Switch to the named section.  The Program Counter will continue from the last
value it had while assembling this section, or follow the previous section if
had not previously been seen.

Each of **CODE**, **DATA**, **BSS**, **RAM** and **AUTO** switches to a section
named after the pseudo-op.  They are recognised for compatibility with other
assemblers.

#### **SETDP** *page*

Set the assumed value of the Direct Page (**DP**) register to *page* for
subsequent instructions.  Any non-negative *page* is truncated to 8 bits, or
specify a negative number to disable automatic direct addressing.

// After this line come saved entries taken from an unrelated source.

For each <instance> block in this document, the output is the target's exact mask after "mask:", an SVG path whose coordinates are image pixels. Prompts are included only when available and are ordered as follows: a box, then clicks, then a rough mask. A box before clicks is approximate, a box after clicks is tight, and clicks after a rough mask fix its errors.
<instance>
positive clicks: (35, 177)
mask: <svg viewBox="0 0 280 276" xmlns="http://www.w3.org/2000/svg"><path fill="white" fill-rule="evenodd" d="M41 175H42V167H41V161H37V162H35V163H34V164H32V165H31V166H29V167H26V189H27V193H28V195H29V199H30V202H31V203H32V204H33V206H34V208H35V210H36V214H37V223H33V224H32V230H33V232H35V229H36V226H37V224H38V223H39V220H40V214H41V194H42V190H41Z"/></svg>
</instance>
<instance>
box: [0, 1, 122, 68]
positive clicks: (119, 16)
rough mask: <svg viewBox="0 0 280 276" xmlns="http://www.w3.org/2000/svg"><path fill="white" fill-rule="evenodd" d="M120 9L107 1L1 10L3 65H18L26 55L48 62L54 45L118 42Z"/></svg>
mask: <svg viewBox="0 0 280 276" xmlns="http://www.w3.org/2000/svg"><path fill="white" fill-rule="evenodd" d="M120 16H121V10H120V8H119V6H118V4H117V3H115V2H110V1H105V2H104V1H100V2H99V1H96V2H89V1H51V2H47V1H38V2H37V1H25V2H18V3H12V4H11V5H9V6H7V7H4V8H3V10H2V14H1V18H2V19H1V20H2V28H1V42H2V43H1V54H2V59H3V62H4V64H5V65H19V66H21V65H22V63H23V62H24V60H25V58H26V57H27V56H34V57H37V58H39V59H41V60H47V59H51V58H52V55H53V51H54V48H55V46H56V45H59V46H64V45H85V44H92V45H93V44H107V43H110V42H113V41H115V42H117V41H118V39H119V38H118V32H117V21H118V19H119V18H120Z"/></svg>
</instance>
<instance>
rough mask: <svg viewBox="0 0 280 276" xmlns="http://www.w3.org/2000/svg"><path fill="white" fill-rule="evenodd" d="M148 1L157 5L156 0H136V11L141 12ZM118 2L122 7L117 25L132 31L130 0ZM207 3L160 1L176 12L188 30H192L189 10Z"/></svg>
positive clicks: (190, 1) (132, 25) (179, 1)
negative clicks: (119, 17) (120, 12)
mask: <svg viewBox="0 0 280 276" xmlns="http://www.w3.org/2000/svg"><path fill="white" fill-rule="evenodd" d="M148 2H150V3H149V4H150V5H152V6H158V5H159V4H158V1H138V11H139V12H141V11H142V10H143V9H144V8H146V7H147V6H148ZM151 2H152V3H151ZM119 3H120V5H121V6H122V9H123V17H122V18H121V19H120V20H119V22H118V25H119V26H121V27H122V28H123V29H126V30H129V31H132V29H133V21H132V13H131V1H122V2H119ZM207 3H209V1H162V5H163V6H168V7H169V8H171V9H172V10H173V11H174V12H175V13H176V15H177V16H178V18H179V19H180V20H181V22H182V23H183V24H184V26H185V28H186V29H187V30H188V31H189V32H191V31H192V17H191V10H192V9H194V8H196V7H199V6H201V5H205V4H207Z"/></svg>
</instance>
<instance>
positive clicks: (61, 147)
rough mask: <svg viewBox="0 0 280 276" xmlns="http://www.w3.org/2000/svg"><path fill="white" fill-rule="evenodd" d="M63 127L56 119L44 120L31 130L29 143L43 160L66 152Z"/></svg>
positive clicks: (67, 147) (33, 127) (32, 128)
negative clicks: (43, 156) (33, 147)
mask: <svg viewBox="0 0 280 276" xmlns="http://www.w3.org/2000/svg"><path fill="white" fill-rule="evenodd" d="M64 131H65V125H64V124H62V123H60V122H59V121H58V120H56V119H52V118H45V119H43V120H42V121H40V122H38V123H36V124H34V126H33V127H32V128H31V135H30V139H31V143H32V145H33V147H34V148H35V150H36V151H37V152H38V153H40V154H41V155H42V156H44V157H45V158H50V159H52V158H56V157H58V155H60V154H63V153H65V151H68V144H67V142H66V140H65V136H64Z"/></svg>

See the section on Direct Page addressing for more information.


### Addressing modes

#### Direct Page

The 6809 extends the zero page concept by allowing fast accesses to whichever
page is selected by the Direct Page register (**DP**).  An assembler is not
able to keep track of what the code has set this register to, but the
information is useful when deciding which addressing mode to use for an
instruction.  The **SETDP** pseudo-op, or *\-\-setdp* option, informs the
assembler that the supplied value is to be assumed for **DP**.  Set this to a
negative number to undefine it, and disable automatic use of direct addressing
(this is the default).


Assembler operation
-------------------

### Assembly passes

The assembler uses multiple passes to resolve expressions.  If an expression
refers to a symbol that cannot currently be resolved, an extra pass is
triggered.  Similarly, if a symbol is assigned a value (e.g., by an **EQU**
pseudo-operation) that differs to its value on the previous pass, another is
triggered until it becomes stable.

As local labels can be repeated, their position is used to distinguish them.
For this reason, all file inclusions and macro expansion must occur during the
first pass so that the absolute line count at which each local label is
encountered remains the same between passes.